One of the things that bothered me most about the segment was a young woman who agreed to be interviewed anonymously (face in the dark, altered voice). She said she does it frequently when she has to go to a special party like a wedding or a first date. She doesn't feel guilty because she said the stores are in better financial shape than she is and can "deal with it."

When I hear someone say, "Deal with it," I shudder. I feel the same way when someone says, "Do it now and apologize later," especially when they are doing something immoral, unethical or both. Do you suppose that was what the idiots outside WalMart on Long Island were thinking when they stormed the store on "Black Thursday" (another sicko term) and trampled a store clerk to death in the process? When the store employees asked all customers to leave due to the young man's death, apparently several loudmouths put up a huge fight saying it wasn't fair they should be shown the door when they had been waiting in line for hours. What's wrong with that picture?

When did this lack of manners and common courtesy begin? Is it really the fault of Baby Boomers who are characterized as a self-centered generation? I'm a Boomer and I cherish civility. I like being polite and being treated the same way. Why do we put the most disgusting movie, TV and music characters on pedestals. That Ari guy on Entourage makes me ill. Although I can't stand rappers whose lyrics incite young people to commit lewd acts, I have to admit that the rockers of my generation did the same thing and I loved them. That's a good reason not to criticize rappers. Most of them are sweet little boys and girls in the presence of their mothers, so perhaps there is hope.

I don't really know where I'm going with all this tonight, except that I loved what a sixty-something woman on the street outside Macy's said in this morning's GMA piece. When asked if she had ever done any "wardrobing," she said, "I'm from an older generation and I was taught not to do that because it's wrong." She's right. Our parents and grandparents knew right from wrong and obeyed rules unless they felt a need to fight those rules in a civil way. Why don't we all just watch It's a Wonderful Life again and talk about the movie's message afterwards?! Maybe that could be the cure for wardrobing this holiday season.

Monday, December 01, 2008

The Donut Cake

When Gary and I were planning our wedding in 1999, he wanted a wedding cake made of donuts.

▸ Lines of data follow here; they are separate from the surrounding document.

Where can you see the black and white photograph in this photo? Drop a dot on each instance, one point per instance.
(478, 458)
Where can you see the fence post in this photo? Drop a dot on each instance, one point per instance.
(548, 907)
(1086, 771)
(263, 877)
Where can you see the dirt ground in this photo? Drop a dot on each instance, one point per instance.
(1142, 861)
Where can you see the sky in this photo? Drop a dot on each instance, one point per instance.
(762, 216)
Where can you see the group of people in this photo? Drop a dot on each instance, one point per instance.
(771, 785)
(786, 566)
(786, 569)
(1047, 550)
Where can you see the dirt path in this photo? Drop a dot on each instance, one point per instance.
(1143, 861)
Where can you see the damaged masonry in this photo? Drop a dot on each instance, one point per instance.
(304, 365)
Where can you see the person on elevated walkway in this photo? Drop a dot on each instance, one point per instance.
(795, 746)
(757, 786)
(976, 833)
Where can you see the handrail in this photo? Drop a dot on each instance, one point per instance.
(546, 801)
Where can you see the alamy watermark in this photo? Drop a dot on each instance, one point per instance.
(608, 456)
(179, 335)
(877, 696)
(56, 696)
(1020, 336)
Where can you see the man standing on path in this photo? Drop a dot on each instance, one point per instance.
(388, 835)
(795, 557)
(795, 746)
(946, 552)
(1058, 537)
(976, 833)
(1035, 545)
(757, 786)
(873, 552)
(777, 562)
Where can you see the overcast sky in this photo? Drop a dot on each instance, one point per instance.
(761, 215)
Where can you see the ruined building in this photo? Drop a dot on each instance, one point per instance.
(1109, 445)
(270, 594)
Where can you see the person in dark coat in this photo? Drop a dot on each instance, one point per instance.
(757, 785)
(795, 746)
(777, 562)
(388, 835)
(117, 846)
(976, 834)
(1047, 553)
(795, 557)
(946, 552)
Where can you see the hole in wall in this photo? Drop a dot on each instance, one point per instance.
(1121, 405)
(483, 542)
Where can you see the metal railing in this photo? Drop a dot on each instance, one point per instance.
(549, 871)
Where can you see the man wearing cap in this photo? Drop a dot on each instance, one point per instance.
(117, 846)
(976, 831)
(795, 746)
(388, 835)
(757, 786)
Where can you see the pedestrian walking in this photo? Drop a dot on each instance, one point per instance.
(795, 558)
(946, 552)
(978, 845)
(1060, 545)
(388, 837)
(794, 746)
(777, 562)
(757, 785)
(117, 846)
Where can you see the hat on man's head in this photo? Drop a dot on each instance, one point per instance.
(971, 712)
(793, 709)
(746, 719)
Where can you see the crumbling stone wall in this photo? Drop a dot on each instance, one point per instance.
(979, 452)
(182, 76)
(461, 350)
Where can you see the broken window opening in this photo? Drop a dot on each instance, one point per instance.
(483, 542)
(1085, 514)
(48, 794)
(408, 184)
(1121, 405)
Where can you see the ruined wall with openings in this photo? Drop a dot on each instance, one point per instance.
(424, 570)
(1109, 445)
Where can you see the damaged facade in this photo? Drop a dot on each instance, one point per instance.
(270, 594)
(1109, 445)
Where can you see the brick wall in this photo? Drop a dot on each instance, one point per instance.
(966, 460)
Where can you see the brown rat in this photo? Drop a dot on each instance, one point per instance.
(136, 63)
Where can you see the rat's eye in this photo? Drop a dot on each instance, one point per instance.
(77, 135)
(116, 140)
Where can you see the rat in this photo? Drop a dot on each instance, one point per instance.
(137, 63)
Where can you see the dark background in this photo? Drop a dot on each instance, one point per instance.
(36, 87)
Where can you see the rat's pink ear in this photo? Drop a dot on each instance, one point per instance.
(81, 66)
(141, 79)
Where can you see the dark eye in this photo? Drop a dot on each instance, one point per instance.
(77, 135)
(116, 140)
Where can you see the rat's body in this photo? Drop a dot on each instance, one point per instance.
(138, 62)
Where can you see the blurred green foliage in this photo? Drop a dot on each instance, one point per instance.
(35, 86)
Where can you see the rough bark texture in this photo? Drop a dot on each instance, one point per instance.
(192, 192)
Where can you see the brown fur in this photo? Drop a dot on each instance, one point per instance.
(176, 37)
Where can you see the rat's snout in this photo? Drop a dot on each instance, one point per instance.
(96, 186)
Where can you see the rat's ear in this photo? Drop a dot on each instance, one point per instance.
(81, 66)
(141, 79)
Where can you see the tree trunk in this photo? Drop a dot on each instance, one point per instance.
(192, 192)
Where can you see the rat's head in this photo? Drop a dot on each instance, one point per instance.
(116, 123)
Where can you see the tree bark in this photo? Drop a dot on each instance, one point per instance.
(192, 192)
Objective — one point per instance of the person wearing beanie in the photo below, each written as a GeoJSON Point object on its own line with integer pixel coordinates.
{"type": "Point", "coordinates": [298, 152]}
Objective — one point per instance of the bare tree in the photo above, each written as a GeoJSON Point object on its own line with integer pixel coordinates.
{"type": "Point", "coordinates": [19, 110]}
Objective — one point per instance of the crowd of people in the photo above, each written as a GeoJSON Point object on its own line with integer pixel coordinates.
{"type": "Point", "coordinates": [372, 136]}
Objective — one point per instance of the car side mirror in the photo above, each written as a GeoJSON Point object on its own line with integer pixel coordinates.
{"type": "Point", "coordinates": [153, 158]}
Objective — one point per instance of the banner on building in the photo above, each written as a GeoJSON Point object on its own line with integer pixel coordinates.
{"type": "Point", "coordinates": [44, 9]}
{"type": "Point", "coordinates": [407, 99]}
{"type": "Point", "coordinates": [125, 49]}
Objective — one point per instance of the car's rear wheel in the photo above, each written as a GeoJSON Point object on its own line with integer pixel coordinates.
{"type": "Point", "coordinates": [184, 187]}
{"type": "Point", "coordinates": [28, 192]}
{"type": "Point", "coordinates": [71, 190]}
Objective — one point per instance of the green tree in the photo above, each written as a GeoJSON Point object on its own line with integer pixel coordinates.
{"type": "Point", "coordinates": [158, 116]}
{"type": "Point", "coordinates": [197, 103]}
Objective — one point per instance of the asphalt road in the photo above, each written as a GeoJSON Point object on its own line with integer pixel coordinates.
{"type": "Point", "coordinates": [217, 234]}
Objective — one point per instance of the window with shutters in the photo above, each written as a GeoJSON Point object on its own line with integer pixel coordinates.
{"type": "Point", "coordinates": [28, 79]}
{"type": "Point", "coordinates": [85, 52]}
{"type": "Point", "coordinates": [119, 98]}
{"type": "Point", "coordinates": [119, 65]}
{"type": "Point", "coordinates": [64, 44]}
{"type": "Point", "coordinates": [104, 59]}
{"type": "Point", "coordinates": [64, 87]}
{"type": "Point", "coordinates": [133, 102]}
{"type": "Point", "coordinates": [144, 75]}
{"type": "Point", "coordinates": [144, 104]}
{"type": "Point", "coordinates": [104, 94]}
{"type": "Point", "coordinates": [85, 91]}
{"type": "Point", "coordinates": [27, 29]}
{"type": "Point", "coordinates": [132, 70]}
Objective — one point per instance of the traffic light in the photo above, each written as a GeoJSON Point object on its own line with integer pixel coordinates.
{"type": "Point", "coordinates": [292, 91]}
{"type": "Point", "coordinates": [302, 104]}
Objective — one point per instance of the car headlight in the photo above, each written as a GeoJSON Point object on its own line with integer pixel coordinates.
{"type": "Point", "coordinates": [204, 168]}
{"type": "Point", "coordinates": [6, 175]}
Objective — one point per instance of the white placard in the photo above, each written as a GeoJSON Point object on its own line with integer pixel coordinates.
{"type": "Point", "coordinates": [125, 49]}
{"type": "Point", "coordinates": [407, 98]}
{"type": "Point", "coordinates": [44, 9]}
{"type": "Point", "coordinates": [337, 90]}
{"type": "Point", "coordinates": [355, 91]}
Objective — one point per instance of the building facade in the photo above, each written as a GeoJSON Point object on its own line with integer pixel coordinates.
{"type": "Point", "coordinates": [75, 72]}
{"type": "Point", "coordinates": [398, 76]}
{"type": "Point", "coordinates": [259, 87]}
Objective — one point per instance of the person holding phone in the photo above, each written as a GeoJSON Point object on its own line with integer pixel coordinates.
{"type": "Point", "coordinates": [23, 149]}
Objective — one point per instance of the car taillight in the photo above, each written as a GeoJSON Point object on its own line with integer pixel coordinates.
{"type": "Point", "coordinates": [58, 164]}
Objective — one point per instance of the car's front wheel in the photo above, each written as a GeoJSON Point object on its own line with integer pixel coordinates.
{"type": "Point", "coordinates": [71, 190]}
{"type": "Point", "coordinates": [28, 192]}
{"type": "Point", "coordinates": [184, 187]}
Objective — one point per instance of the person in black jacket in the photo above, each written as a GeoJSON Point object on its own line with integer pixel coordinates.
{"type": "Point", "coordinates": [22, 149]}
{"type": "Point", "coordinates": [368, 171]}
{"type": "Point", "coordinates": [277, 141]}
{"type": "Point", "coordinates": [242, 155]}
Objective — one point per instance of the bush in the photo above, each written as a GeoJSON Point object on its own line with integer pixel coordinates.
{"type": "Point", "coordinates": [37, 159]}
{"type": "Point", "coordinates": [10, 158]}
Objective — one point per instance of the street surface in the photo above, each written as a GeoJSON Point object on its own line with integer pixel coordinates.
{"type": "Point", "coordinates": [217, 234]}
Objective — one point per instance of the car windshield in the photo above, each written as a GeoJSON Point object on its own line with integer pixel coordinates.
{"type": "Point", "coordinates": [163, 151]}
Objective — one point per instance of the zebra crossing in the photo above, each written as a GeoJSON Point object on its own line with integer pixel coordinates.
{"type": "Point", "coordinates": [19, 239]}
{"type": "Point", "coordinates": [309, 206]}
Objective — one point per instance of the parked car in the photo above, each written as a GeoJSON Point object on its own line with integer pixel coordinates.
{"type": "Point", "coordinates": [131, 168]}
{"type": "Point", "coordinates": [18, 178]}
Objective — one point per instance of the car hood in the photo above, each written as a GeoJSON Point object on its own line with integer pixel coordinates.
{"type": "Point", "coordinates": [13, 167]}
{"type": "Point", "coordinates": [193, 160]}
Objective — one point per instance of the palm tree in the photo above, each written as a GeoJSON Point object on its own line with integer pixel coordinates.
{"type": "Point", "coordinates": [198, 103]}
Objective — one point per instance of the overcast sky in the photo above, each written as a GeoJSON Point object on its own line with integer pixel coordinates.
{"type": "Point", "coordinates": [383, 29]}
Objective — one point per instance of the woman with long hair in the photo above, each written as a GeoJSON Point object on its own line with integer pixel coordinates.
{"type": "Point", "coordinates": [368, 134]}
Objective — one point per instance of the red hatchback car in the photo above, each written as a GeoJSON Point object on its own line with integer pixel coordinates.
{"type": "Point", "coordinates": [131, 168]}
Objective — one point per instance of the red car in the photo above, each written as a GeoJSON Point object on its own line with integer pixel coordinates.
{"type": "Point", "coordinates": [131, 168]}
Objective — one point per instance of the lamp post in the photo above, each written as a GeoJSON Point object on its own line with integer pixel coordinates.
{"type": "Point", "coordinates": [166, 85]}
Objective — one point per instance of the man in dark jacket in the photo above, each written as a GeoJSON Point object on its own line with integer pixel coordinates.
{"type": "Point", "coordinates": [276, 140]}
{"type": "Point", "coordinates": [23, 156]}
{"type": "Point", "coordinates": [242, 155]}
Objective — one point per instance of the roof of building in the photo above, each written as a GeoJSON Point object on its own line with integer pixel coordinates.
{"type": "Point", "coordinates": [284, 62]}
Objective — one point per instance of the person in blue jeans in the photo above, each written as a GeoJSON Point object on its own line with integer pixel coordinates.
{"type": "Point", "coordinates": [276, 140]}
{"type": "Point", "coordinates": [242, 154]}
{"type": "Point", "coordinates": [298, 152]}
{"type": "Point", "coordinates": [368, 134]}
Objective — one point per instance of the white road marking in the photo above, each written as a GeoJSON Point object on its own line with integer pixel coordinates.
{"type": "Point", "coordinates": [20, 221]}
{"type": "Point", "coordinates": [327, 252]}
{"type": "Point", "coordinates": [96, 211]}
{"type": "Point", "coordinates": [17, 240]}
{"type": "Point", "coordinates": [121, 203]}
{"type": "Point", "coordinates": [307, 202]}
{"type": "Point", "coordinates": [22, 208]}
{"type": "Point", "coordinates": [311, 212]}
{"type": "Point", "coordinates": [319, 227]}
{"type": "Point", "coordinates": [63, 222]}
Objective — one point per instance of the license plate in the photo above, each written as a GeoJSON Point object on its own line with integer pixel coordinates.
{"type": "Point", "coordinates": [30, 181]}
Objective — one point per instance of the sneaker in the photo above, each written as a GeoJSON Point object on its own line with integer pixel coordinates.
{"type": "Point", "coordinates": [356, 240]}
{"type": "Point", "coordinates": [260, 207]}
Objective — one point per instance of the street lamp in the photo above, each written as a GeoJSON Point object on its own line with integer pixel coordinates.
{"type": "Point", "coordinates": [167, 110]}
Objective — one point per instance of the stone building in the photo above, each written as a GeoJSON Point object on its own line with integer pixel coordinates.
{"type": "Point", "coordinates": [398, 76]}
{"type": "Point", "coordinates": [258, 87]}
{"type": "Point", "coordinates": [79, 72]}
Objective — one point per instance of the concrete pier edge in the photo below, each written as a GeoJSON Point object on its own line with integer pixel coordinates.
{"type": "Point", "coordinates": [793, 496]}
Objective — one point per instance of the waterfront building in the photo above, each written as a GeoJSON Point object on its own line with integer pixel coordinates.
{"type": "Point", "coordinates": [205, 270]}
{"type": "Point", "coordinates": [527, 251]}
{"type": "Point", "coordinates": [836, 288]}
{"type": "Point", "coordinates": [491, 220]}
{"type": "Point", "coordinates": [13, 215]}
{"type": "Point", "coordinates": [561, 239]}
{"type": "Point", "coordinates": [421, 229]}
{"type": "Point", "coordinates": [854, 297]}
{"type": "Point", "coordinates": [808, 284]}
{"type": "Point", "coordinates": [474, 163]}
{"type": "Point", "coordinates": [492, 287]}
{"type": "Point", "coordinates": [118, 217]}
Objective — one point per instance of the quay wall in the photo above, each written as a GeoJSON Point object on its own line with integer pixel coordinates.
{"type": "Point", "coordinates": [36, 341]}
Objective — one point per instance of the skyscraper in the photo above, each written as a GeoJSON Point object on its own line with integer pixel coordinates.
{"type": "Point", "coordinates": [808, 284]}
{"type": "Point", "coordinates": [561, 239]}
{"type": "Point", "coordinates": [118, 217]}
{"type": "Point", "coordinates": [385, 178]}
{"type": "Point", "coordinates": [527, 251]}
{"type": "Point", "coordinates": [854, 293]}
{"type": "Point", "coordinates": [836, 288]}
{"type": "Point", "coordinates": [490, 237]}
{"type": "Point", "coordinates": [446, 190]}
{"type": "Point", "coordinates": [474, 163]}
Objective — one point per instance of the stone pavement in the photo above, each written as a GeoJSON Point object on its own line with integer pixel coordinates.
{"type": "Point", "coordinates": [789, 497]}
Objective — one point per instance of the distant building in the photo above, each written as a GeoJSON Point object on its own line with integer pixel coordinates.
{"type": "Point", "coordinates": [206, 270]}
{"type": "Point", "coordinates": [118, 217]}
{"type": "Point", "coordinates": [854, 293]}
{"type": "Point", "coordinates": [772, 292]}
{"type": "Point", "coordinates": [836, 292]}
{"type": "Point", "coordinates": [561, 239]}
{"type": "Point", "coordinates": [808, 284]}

He thought it would be lovely and appropos because we both admitted donuts as a vice. I struck down his idea in favor of a Martha Stewart-style cake with smooth white icing that made it look as if it was frosted in a sheet of ice.

Today was the "December Birthday Celebration" at my office. I, along with my boss and one of my assocites, Marcelo, celebrate our birthdays within four days of one another at the end of December. My boss didn't make it to the party. My dog, our office mascot, Vanna, did make it. The cake, pictured above (photo by Marcelo) was showcased on a table near the door. It was indeed a holiday pile of red, green and white frosted donuts, some with sparkly sprinkles, plus a bunch of miniature Christmas tree ornaments placed strategically. Also placed strategically under the cake was Vanna dog, a great lover of donuts who once consumed an entire box of them that Gary had brought home to the garage for a meeting with his stucco crew.

My associate, Patty, had taken Vanna out for a walk when Marcelo and I decided we needed to be on time for the birthday party. Just as the assembled multitude began to sing "Happy Birthday," Patty arrived with Vanna. I watched as Vanna sniffed the air, and observed the moment she knew donuts were in range. She parked herself next to the table where the donut cake sat in its glory. As everyone sang, "Happy Birthday dear blah blah blah blah," I yelled at Patty, "PULL VANNA BACK - SHE'S GOING FOR THE DONUTS!!!" Patty heard me just as Vanna began a slow lunge toward her lucious prey. Patty yanked the leash and Vanna's effort to seize the donut cake was foiled. Vanna made a couple of pathetic choking noises as people sang, "...Happy Birthday to you...." I took a deep breath and in that moment realized how much Vanna and Gary have in common.